Hello,
I hope somebody ran into this issue before. According to the
xarray docs it does not seem that one can append xarray.Dataset variables along unlimited dimension in NetCDF file:
Although xarray provides reasonable support for incremental reads of files on
disk, it does not support incremental writes, which can be a useful strategy
for dealing with datasets too big to fit into memory. Instead, xarray integrates
with dask.array (see Parallel computing with Dask), which provides a fully featured engine for
streaming computation.
Due to the huge data volume that we are processing, I have to store xarray.Dataset in increments to the file.

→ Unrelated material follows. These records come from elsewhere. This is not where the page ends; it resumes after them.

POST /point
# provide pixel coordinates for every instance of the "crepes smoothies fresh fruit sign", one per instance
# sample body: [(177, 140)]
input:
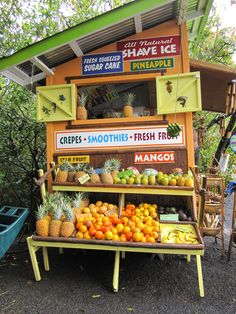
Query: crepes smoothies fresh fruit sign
[(150, 47), (108, 138)]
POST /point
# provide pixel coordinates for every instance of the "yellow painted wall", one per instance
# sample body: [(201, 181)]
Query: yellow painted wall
[(73, 68)]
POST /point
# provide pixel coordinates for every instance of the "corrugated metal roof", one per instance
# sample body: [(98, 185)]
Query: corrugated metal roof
[(106, 28)]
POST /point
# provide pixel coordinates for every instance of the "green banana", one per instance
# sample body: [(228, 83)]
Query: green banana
[(173, 129)]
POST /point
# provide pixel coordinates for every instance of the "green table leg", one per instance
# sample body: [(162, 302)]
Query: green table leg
[(45, 258), (200, 279), (116, 272), (34, 261)]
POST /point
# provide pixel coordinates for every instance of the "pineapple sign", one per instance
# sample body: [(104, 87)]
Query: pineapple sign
[(108, 138)]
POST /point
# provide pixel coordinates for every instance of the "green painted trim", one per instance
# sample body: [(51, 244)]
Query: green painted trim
[(102, 21), (133, 190), (202, 24)]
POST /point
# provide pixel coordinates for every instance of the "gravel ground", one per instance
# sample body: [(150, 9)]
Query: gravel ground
[(81, 282)]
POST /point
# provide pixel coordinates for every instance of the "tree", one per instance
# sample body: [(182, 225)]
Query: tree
[(22, 139), (217, 45)]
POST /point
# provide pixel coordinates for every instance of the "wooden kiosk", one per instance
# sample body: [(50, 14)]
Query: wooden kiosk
[(144, 64)]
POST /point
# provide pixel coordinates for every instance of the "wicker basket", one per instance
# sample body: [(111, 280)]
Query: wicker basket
[(213, 208), (211, 231)]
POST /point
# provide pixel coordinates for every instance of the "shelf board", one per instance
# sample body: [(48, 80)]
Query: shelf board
[(93, 123), (126, 189)]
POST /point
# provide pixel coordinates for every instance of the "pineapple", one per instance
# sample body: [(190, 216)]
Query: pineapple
[(106, 175), (62, 173), (42, 223), (81, 170), (128, 107), (94, 177), (81, 112), (85, 200), (115, 165), (76, 203), (55, 224), (71, 174), (67, 226)]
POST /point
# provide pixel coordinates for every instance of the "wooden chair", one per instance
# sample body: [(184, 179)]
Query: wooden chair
[(233, 230), (213, 212)]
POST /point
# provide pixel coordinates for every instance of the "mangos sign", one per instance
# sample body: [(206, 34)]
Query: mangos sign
[(109, 138), (150, 47)]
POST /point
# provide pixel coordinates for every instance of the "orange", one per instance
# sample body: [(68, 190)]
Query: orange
[(116, 237), (188, 182), (92, 231), (99, 235), (181, 181), (123, 237), (124, 220), (83, 228), (79, 235), (98, 203), (143, 239), (154, 234), (147, 230), (126, 229), (128, 236), (114, 231), (87, 235), (108, 235), (140, 225), (151, 239), (137, 236), (119, 227)]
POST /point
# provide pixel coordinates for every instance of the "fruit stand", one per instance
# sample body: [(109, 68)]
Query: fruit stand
[(116, 95), (119, 133)]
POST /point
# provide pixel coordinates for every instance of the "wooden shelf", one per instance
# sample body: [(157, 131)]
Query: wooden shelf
[(126, 189), (93, 123)]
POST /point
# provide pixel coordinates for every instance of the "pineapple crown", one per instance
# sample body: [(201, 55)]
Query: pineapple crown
[(77, 200), (82, 99), (66, 166), (91, 170), (68, 211), (41, 212), (112, 165), (81, 167), (57, 212), (129, 98)]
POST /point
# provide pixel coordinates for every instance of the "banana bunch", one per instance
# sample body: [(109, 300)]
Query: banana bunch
[(179, 237), (173, 129)]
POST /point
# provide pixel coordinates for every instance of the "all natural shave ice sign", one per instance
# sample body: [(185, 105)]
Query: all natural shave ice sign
[(150, 47), (107, 138)]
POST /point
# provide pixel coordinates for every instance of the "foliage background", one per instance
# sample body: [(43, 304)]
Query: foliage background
[(22, 139)]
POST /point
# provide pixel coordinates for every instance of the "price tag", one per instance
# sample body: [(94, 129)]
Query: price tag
[(169, 217), (110, 212), (84, 179)]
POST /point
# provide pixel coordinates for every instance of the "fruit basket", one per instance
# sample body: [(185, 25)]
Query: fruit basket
[(212, 231), (213, 208)]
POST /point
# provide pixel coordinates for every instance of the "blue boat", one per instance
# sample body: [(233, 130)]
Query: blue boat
[(11, 222)]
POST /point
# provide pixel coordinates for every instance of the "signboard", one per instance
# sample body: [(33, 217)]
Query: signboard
[(154, 157), (233, 143), (111, 62), (169, 217), (123, 137), (152, 64), (165, 46), (178, 93), (73, 159)]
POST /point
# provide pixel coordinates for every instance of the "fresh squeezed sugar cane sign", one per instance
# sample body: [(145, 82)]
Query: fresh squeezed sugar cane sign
[(104, 63), (150, 47), (108, 138)]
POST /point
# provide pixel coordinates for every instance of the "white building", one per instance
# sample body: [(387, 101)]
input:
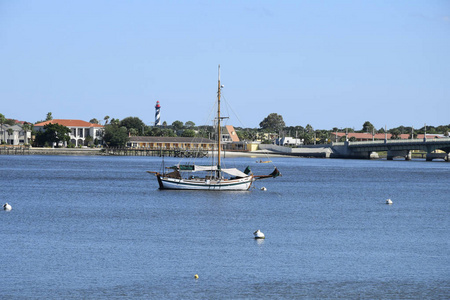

I can do it if writing data to the Zarr store, but it does not seem to work if I want to store data in the NetCDF file and try to concatenate the data along unlimited dimension. I am getting an exception when I try to concatenate data variables of the xr.Dataset along unlimited "t" dimension:
import xarray as xr
import numpy as np
import os
x=[10, 20, 30]
y=[1, 2]
t1 = ['a1', 'b1']
ds1 = xr.Dataset(
{"foo": (( "t", "y", "x"), np.zeros((2, 2, 3)))},
coords={
"x": x,
"y": y,
"t": t1,
},
)
t2 = ['a2', 'b2']
ds2 = xr.Dataset(
{"foo": (( "t", "y", "x"), np.ones((2, 2, 3)))},
coords={
"x": x,
"y": y,
"t": t2,
},
)
ds1.to_netcdf(nc_file, engine="h5netcdf", unlimited_dims=('t'))
ds2.to_netcdf(nc_file, mode='a', engine="h5netcdf", unlimited_dims=('t'))
The code above generates an error:
TypeError: %d format: a number is required, not NoneType
Is there a way in xarray to write in increments to the NetCDF file along unlimited dimension?
Many thanks in advance,
Masha